You are missing the point. Either that, or you're just trolling.
Barb Spider, if I'm reading your comment correctly, your belief that an army wouldn't use more than one type of sniper rifle is wrong. The United States military uses atleast six different sniper rifle models and there are actually two sniper rifle series used by the UNSC: the SRS99 and the M99. There's nothing "stupid" about an armed force using more than one kind of sniper rifle.--[Talk][Contribs][Pages] 21:30, February 4, 2012 (UTC)
It should also be noted that the SRS has also been confirmed to not be a sniper "rifle," as the nature of its ammunition would actually cause a severe reduction in accuracy if it actually had a rifled barrel. Weird as it may sound, it's not an actual rifle, and odds are it has a smoothbore barrel.
If we're being technical, the US armed forces only use four different sinper rifles, of which, there are several variants of (A few of the M82, M110/SR-25, R700 variants (M24, M40, XM2010) and the Mk. 15.). What I'm complaining about is having two anti-material rifles for essentially the same purpose, other than to put in a reference to Starcraft.
Okay. But wouldn't having a considerably smaller size and mass give it a reason to be used?
IDK Sig|text=I don't think so. Considering that if the projectile moves at the same velocity as a bigger anti-materiel rifle, there would be a lot more recoil. (Someone please correct me on that if I'm wrong)
The only issue remaining that I can see is the ammunition listed, 12.7x99mm NATO, being unsuitable for use in a railgun. The 99mm refers to the length of the casing containing the chemical propellant, which would be unnecessary due to its railgun nature. A round diameter of 12.7mm is also probably overly large, considering the velocity the round will be travelling at largely negating the need for a large calibre.
Apologies for the massively late comment, but doesn't a railgun accelerate the projectile significantly less than a coilgun does? ~HyperZergling 04:51, September 24, 2012 (UTC)
An even later comment from me now. Yes that's true, so you wouldn't need a round as tiny as that used in the Stanchion coilgun, for example, but it would still need to be significantly smaller than a conventional heavy machine gun round. You also need to make it clear that the round is not the same as the 12.7x99mm NATO cartridge, which isn't a railgun round. You still need to change these, but the issue is minor enough in my opinion to warrant removal of the NCF tag.

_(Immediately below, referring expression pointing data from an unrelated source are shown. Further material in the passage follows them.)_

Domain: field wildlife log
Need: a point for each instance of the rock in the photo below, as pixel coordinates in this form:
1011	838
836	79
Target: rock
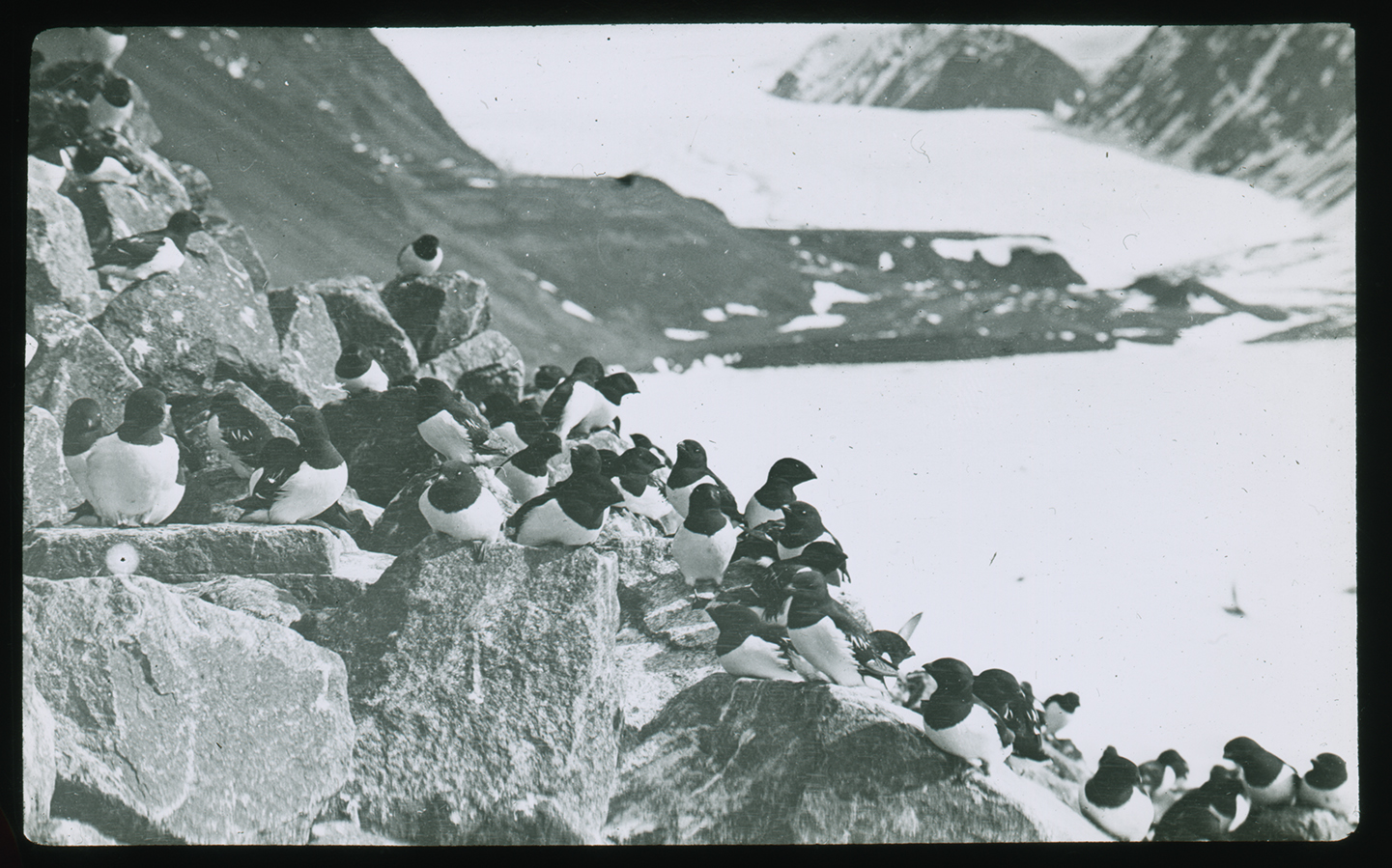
211	726
252	597
360	316
376	434
486	694
752	761
189	417
57	256
49	491
1293	823
75	360
439	312
179	331
483	365
40	763
119	210
319	565
309	346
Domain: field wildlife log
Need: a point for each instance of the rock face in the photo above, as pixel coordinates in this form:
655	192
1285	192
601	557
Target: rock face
934	67
486	694
747	761
57	255
176	330
483	365
1272	104
439	312
74	360
184	719
49	491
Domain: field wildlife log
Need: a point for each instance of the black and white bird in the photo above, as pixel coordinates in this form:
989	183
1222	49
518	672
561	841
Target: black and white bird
158	251
296	485
453	426
134	475
81	430
955	721
1209	813
236	434
460	507
777	491
571	512
1113	798
420	258
113	106
1269	780
751	647
1004	694
706	540
1326	786
1058	710
802	526
358	370
826	633
574	397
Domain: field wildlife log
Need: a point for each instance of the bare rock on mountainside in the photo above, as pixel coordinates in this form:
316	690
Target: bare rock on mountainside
438	312
1272	104
182	721
75	360
49	491
486	694
745	761
933	67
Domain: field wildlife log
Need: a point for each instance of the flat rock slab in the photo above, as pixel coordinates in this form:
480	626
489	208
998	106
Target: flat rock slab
183	719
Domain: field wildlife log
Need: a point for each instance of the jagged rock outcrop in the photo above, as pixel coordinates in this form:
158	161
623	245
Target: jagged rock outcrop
486	694
47	487
360	318
479	366
1272	104
185	721
75	360
438	312
748	761
933	67
321	567
177	330
57	255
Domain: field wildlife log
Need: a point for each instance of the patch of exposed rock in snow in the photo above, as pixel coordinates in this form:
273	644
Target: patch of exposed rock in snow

Don't apologise; if 343 creates nonsensical canon precedents that users can then exploit, the user isn't at fault at all.
For example, I learned yesterday that 343 used the CCS-class battlecruiser's design for a ship they called a cruiser, even though it's only 300 metres long. Now, any user can call something that pathetically small a cruiser, and despite how plainly ridiculous that is, 343 did it, so it has a basis in canon, and a defence from unrealism.
As a note Matt, Bungie era Covenant warships were always all over the place in terms of size and classification. This is nothing new. Also, the railgun round benefits from size and length like any other conventional firearm. The increased size allows for increased payloads and damage, while the increased length serves to stabilise it (Regardless of velocity, stabilisation is still required) and additional mass/payload.